Depois de uma hora, colocou a sela no cavalo. Calculou o ponto exato que tinham parado. Recuou cinco passos para não ter perigo de andar menos do que o previsto. Inácia então subiu no animal.

A estrada era deserta e o tempo passava devagar. No caminho, avistaram um carro de boi, que transportava uma família de romeiros. O pai caminhava lentamente levando as crianças, como se fosse uma carroça.

Às cinco horas da tarde, chegaram num rancho. Tocaram na casa e pediram pelo dono do pasto. Seu Reis negociou um favor. Queria deixar o cavalo para pernoitar. O fazendeiro, já acostumado com os romeiros, permitiu que o cavalo por ali pernoitasse.

A sela foi colocada no carro de apoio. Seu Reis e sua equipe voltaram para dormir em casa. No dia seguinte haveria o segundo turno da viagem até Andrequicé.

Chegaram na cidade oito horas da noite. O pai tirou o sapato.

- O Murilo tá ali, fazendo massagem nos pés do papai — responde Inácia, quando a irmã Lázara ligou preocupada de Brasília.

Murilo colocou os pés do sogro numa bacia de água quente. Com um óleo, massageou os pés inchados e avermelhados de Seu Reis.

Ao ser chamado ao telefone pela filha, Seu Reis disse:

-Tô cansado, tô um trapo. Amanhã é outro dia, mas se Deus quiser, a gente vai continuar.

Seu Reis descansa numa sombra para recarragar as energias. Cansado, mas feliz | Arquivo pessoal

Depois do jantar, foram dormir e às três da manhã, já estavam de pé. Zé Humberto, Inacinha, Murilo, Seu Reis e Inácia entraram no carro e pegaram a mesma estrada até o local onde se encontrava o cavalo.

No escuro, não foi tão fácil achar o animal. De novo, Seu Reis havia marcado direitinho o lugar que pararam, ao lado de uma árvore. Afastou o cavalo cinco passos, mais uma vez.

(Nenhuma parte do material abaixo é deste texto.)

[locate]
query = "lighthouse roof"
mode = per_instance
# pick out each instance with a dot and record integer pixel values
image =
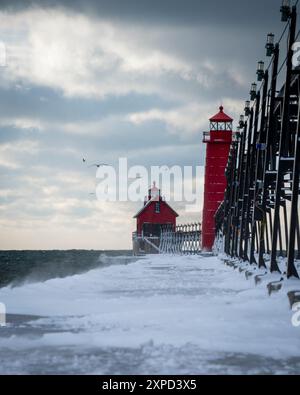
(221, 116)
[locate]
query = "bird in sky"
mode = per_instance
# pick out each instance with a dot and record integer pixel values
(98, 165)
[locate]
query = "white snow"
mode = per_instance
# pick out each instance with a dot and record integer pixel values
(166, 303)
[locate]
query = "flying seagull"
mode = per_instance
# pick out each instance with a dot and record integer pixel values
(99, 165)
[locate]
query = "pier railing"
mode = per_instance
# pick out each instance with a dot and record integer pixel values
(184, 239)
(259, 218)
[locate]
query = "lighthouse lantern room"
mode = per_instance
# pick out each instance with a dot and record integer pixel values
(218, 141)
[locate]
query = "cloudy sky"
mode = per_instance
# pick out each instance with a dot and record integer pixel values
(106, 79)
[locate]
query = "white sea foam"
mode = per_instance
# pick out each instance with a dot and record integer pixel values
(164, 301)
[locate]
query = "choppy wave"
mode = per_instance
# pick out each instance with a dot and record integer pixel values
(19, 267)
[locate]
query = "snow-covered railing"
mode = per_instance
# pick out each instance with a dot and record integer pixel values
(184, 239)
(259, 219)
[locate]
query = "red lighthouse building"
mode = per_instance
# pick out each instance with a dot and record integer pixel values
(155, 213)
(218, 141)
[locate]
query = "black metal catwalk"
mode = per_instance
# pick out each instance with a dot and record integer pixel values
(259, 218)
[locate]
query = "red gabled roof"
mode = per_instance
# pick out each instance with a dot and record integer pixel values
(148, 204)
(221, 116)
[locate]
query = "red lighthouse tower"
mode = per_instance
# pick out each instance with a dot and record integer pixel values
(218, 141)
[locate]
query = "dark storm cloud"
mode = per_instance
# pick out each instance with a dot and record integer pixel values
(230, 12)
(49, 105)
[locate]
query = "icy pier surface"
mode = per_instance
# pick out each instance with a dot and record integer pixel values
(159, 315)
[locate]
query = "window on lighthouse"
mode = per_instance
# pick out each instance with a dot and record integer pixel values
(157, 207)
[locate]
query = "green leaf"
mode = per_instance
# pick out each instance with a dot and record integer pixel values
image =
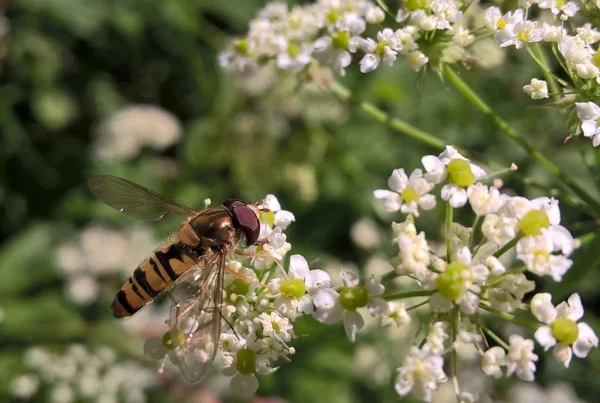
(26, 260)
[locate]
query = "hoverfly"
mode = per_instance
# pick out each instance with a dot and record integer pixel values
(194, 259)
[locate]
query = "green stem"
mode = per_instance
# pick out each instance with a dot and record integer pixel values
(420, 304)
(501, 278)
(472, 97)
(453, 354)
(494, 336)
(508, 245)
(473, 230)
(449, 212)
(408, 294)
(510, 317)
(382, 117)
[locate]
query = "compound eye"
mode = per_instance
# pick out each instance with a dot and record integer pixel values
(248, 222)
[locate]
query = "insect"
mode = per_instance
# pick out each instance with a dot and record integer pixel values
(194, 260)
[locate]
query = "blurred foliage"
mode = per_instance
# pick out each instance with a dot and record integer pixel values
(70, 64)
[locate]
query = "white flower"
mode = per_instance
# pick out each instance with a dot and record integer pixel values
(396, 315)
(538, 253)
(498, 228)
(466, 274)
(245, 385)
(562, 331)
(407, 193)
(283, 218)
(24, 386)
(383, 51)
(492, 360)
(589, 113)
(589, 34)
(327, 306)
(436, 166)
(421, 373)
(569, 8)
(521, 358)
(416, 60)
(413, 255)
(275, 326)
(294, 57)
(462, 37)
(375, 15)
(536, 89)
(437, 336)
(508, 295)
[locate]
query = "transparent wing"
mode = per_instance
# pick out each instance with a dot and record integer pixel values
(196, 316)
(134, 200)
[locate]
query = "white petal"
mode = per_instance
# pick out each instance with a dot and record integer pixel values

Começou a caminhada do segundo dia. Eles penetravam cada vez mais no cerrado. Era silêncio de deserto, de vento quando uiva distante e de canto de pássaro quebrando a monotonia. Não havia árvore à vista e por isso a matula foi saboreada no meio da estrada, usando os carros como sombra.

- Parece que a gente tá perdido no mundo — disse Inácia, olhando para o sertão.

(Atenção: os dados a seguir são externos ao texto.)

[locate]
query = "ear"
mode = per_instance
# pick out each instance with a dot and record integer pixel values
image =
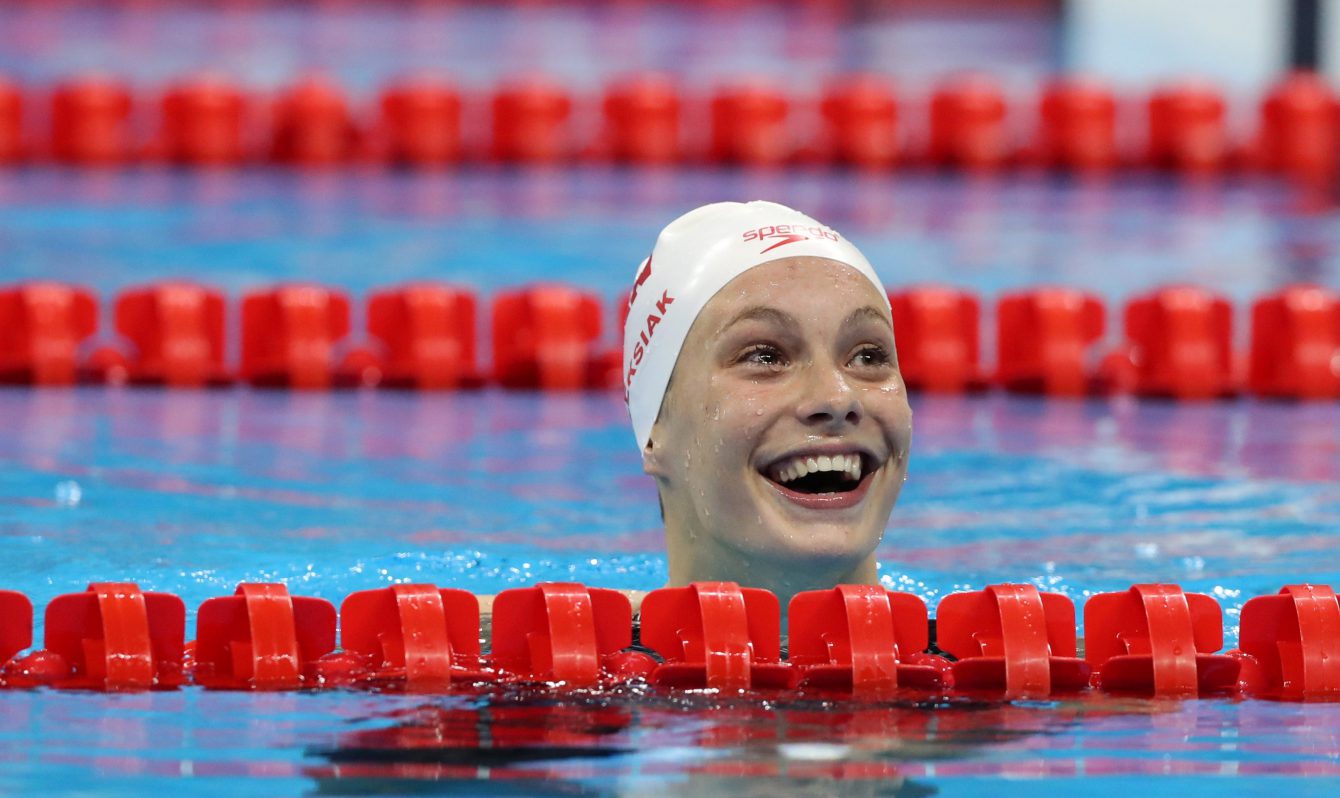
(653, 454)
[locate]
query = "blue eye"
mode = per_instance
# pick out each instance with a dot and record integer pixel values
(871, 355)
(764, 355)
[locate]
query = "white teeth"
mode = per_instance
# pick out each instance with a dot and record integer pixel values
(796, 467)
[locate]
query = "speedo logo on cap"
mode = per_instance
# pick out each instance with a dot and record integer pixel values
(775, 236)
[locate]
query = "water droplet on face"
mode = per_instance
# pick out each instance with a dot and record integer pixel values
(69, 494)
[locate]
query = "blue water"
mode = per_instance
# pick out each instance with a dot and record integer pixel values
(332, 493)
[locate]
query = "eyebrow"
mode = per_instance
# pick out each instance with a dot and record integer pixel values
(761, 313)
(783, 319)
(867, 312)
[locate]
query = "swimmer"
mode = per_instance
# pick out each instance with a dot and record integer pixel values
(765, 399)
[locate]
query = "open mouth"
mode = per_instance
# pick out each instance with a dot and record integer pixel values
(823, 481)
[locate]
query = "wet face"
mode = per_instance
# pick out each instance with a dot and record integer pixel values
(783, 438)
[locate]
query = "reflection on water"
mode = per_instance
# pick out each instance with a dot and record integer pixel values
(634, 745)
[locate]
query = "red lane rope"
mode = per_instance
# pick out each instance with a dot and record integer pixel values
(863, 121)
(1005, 642)
(1174, 342)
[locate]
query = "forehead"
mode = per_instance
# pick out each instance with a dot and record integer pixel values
(803, 287)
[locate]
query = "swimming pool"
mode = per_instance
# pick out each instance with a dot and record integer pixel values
(331, 493)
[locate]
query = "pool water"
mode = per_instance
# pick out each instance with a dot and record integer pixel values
(331, 493)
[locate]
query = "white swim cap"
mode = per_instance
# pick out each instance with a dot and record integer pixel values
(694, 257)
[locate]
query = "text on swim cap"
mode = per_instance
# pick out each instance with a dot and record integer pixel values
(649, 330)
(642, 277)
(788, 234)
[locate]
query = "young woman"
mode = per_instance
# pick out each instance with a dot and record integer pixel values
(767, 401)
(765, 398)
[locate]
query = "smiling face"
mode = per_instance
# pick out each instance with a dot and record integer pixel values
(783, 439)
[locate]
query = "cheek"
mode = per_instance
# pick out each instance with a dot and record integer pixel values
(734, 415)
(890, 409)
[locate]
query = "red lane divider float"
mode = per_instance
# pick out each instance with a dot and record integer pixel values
(751, 126)
(1291, 643)
(421, 123)
(90, 122)
(1044, 340)
(1007, 640)
(547, 338)
(1179, 344)
(1177, 340)
(531, 122)
(1078, 126)
(1012, 639)
(1187, 129)
(261, 637)
(204, 123)
(862, 639)
(566, 632)
(1299, 129)
(1296, 344)
(716, 635)
(428, 331)
(314, 126)
(15, 624)
(290, 335)
(968, 126)
(972, 125)
(1158, 640)
(642, 121)
(413, 636)
(938, 339)
(113, 636)
(860, 114)
(11, 123)
(177, 332)
(42, 326)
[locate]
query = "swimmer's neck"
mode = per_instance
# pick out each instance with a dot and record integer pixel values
(781, 579)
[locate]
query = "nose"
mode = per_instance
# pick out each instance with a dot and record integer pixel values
(828, 399)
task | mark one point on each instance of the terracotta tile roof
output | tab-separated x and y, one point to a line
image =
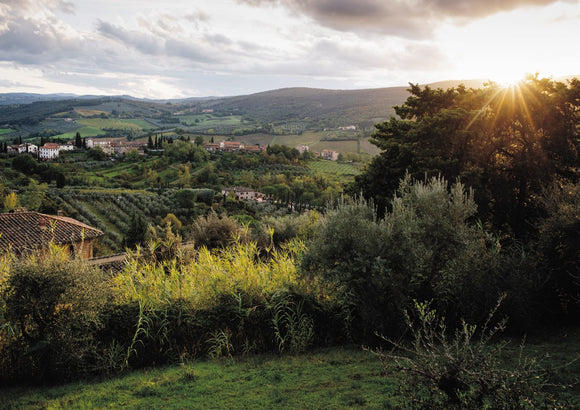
25	230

Sem água e sem comida, era muito provável que um viajante desmaiasse de insolação. Por cima do cavalo, Inácia observou atentamente o pai. Ao ver as pernas dele tremendo, ela disse apreensiva:

-Papai, vamos sentar. Vamos sentar de qualquer jeito!

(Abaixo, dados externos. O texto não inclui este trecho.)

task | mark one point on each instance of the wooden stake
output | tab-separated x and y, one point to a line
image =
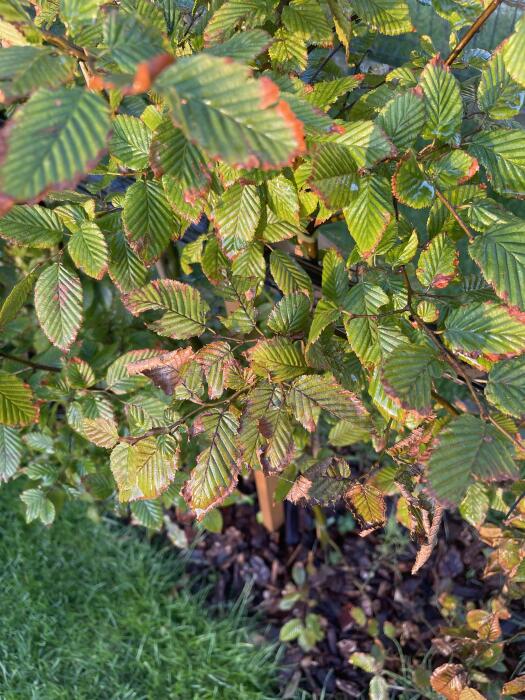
272	511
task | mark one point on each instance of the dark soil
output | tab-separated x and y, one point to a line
372	573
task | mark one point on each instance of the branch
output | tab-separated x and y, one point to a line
474	29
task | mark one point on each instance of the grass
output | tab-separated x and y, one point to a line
89	611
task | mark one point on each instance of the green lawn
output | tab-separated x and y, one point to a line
89	612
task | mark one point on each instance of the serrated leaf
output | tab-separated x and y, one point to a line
506	386
367	504
403	118
173	155
148	513
290	315
126	269
185	310
444	108
486	328
391	17
54	139
146	469
369	212
16	299
230	114
24	69
410	184
148	219
500	253
38	506
438	262
214	359
311	393
101	432
288	275
58	304
236	218
513	53
279	359
215	475
35	227
10	452
468	448
88	249
407	376
498	94
502	154
130	142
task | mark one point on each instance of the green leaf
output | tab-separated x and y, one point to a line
58	305
513	53
17	405
24	69
438	262
185	311
486	328
444	108
502	154
175	156
500	253
148	514
230	114
277	359
148	219
236	218
290	315
362	332
215	475
35	227
506	386
38	506
410	184
468	448
498	94
390	17
16	299
10	452
407	376
369	212
88	249
127	271
403	118
54	139
145	470
306	19
288	275
311	393
130	142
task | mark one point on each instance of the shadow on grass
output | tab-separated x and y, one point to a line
91	612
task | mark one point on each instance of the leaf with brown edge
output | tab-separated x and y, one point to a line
368	505
311	393
449	680
163	369
324	483
214	359
221	107
215	475
101	432
514	687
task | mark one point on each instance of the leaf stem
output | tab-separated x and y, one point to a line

Seu Reis cambaleou tonto e se apoiou num barranco. Já podia sentir as bolhas incomodando os pés. Esperaram pela chegada de Murilo. Tomaram água e tiraram os sapatos. O velho fazendeiro que até este momento não reclamara de nada, disse pela primeira vez que estava cansado. Fizeram um silêncio e pensaram no que fazer. Voltariam no dia seguinte? Esperariam um outro momento? Todos olharam para aquele senhor. Rapidamente, Seu Reis falou:

- Vamo minha filha, vamo que o tempo tá passando!

Era o último trecho da viagem. As árvores começaram a aparecer. Passaram por vários mata-burros, algumas porteiras e por um riachinho. Passou um tucano, um casal de araras e um bando de periquitos. Havia água e árvores por perto.

Depois de uma subida, avistaram o rio e a entrada de Andrequicé. Estava tudo diferente de antigamente.

- Que dó. Quase que num tem rio! Antigamente isso aqui era um riãooo!! — diz Seu Reis.

Continuaram a subir. Seu Reis apressou o passo e sentiu o coração bater mais forte. A duzentos metros da cidade, Murilo já estava ao lado, com o carro. Olhou no painel e calculou: 93 quilômetros rodados.

- Pega o atalho Seu Reis! — Sugere Murilo, ao ver que existiam dois jeitos de chegar ao santuário. Que fosse o mais rápido, pensou.

- De jeito nenhum! A entrada oficial da Igreja é lá. Eu vou dar essa volta, eu vou caminhar tudo que eu tenho que caminhar — responde.

Rodearam a praça ao redor da Igreja. Ao chegar na porta, Seu Reis falou:

-Agora a gente chegou. Pode descer minha filha.

Inácia já estava com os olhos vermelhos. Começou a chorar mais forte, quase soluçando.

Ajoelharam-se no mesmo banco. Inácia agradeceu por vencer o acidente, mas agradeceu de verdade, pela proteção durante a viagem. Depois, se ajoelharam aos pés de Nossa Senhora da Abadia. E 27 anos depois, a promessa estava cumprida.

Era o dia 13 de agosto e a festa ainda iria começar, no dia 15. Seu Reis então procurou o padre e ofereceu o cavalo como doação para um leilão da Igreja.

Depois, os cinco entraram no carro. No caminho de volta, aliviados, alguém falou:

- Inacinha não teve nem chance de subir.